3. Identify a “Vacation Backup Buddy”
Your backup vacation buddy is the colleague (or colleagues) you’ve chosen to cover for you while you’re out of the office. Make sure they know you’ve singled them out as your backup buddy, and they’ve agreed to fill in for you – you don’t want to put anyone in an uncomfortable situation where they suddenly find themselves taking the blame for something they weren’t aware was their responsibility during your absence.
Have a private meeting with them beforehand and brief them on the various tasks they’ll be carrying out as well as inside info on things like picky clients. Don’t forget to update everyone else (especially your boss) on who will be handling your workload, and remember to bring back a little something for your backup buddy as a token of gratitude.
4. Set Out-of-Office E-mail and Outgoing Voicemail
One of the most common things we forget to do before going away on vacation is setting customized out-of-office e-mail and voicemail messages. It might not seem like a big deal, but the 117 angry voicemails from an important client wondering why you’re not returning their calls beg to differ. Set an out-of-office message to let everyone know you’re away, how long you’ll be out, and who to contact in your absence.
5. Contact High-Priority Clients
When you’re a week or two ahead of your planned vacation, reach out to high-priority clients and inform them you’ll be away. This will allow them enough time to settle any important matters with you before you become unreachable. This, in turn, will show that you care and that you’re thinking of them and that will unquestionably help you build strong client relationships – which, of course, can only be good for business.
6. Leave a List of Important Passwords
Have you ever found yourself trying to log in to a colleague’s computer who was away on vacation? Perhaps you had to log into a merchant account that only they have access to that is crucial to the company’s day-to-day operation? Chances are you have, and it’s safe to assume you probably ended up spending the entire day trying to contact your colleague for their login credentials but to no avail.
While the company didn’t come to a sudden halt, it did cause things to slow down a little, and that’s why you should always leave a list of important passwords before you go on vacation. These passwords should only be provided to those necessary, and worse comes to worst, you can change them as soon as you get back.
7. Clean Your Office
One of the most frustrating things about returning to work from a vacation (other than the actual “returning to work” part) is being welcomed back by an eyesore of a workspace. To avoid this, spend the last 20 minutes of your last day at work before your vacation de-cluttering your desk, sorting through those mountains of paper, and checking drawers and cabinets for perishable food (there’s no point trying to deny the fact you have a secret candy drawer).
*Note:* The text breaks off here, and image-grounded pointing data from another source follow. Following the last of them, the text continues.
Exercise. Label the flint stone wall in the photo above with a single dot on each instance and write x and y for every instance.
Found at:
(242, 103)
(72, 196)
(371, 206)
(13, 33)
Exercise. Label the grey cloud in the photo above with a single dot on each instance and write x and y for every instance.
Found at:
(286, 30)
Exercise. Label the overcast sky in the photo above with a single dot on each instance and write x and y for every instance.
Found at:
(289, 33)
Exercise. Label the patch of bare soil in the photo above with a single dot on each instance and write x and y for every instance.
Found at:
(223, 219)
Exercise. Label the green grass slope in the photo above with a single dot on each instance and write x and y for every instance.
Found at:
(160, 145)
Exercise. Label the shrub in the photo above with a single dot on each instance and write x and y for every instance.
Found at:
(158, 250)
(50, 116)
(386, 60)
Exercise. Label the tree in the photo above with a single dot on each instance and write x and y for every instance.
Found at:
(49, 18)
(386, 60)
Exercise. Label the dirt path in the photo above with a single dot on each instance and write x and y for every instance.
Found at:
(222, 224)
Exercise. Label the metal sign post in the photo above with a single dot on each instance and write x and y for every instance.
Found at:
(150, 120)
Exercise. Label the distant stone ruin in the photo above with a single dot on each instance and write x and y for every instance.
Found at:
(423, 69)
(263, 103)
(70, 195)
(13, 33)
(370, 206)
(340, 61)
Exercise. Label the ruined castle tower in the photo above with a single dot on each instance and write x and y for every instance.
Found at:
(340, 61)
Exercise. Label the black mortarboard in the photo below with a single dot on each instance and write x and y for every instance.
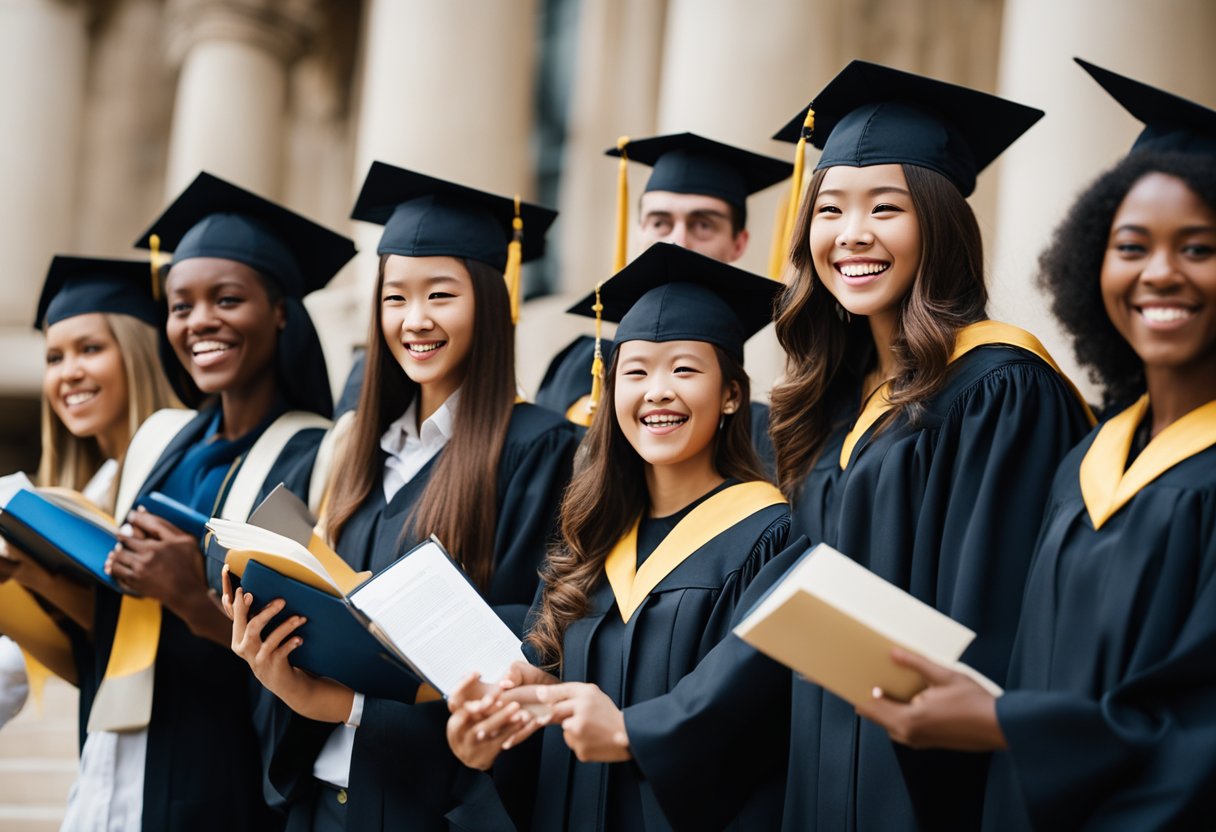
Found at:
(214, 218)
(873, 114)
(428, 217)
(673, 293)
(687, 163)
(82, 285)
(1171, 123)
Check the office refrigerator and throw out any leftovers, and save energy while you’re away by unplugging all your electronics like lamps and chargers. It’s just one less thing to do when you get back to work, and who wants to start cleaning their office on their first day back at work after sunbathing in the Azores for two weeks? Exactly: no one. Meanwhile, by keeping your workstation in a navigable state, the chances of receiving a late-night phone call from a desperate colleague trying to locate an important file will be greatly minimized.